Researchers emulated the implant to capture commands that instruct HTTP2 rapid reset and high-thread HTTP floods, for example, a 120-thread attack against a target hosted in Amsterdam.
The attack client uses Valyala’s fasthttp library and supports flags for random query strings, spoofed forwarding headers, a Cloudflare under-attack-mode bypass using a bundled ChromeDP, and an HTTP2 rapid reset mode that amplifies request throughput.
Read more on Cloudflare bypass techniques: Cloudflare and Palo Alto Networks Victimized in Salesloft Drift Breach
“The ShadowV2 botnet is another reminder that cybercrime is no longer a side hustle, but an industry,” Shane Barney, CISO at Keeper Security, said. “Threat actors are treating Distributed Denial-of-Service (DDoS) attacks like a business service, complete with APIs, dashboards and user interfaces.”
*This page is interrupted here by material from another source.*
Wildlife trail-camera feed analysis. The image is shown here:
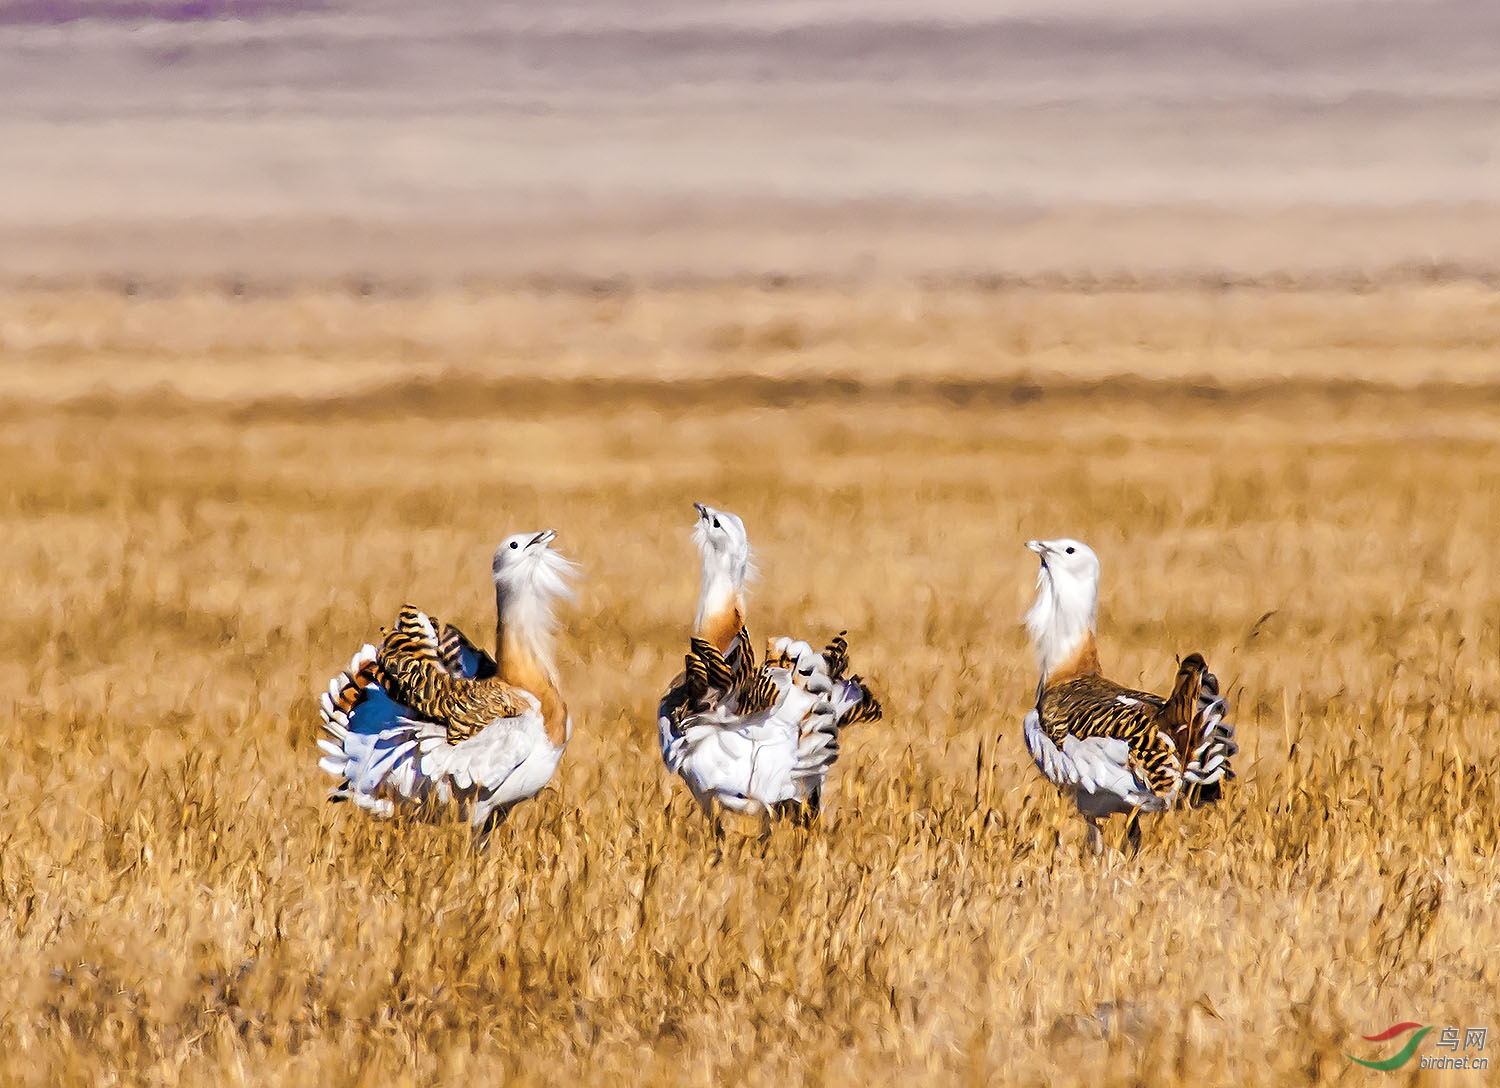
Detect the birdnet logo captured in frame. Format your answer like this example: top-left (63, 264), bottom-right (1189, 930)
top-left (1346, 1022), bottom-right (1489, 1071)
API, UI and Platform Design
The campaign exposes an OpenAPI spec implemented with FastAPI and Pydantic, a full login panel and an operator UI built with Tailwind.
The API shows multi-tenant features, privilege distinctions and endpoints to launch attacks that require a list of zombie systems. The site presents a fake seizure notice, yet still reveals an “advanced attack platform” at its login. Key features include:
-
Python C2 hosted in CodeSpaces
-
Docker-based spreader with on-host image build
-
Go RAT with RESTful registration and polling
-
DDoS options, including HTTP2 rapid reset and UAM bypass
Darktrace framed this as cybercrime-as-a-service that mirrors legitimate cloud-native apps.
“The presence of a DDoS-as-a-service panel with full user functionality further emphasizes the need for defenders to think of these campaigns not as isolated tools but as evolving platforms,” the cybersecurity firm wrote.
“For defenders, the implications are significant. Effective defense requires deep visibility into containerized environments, continuous monitoring of cloud workloads and behavioral analytics capable of identifying anomalous API usage and container orchestration patterns.”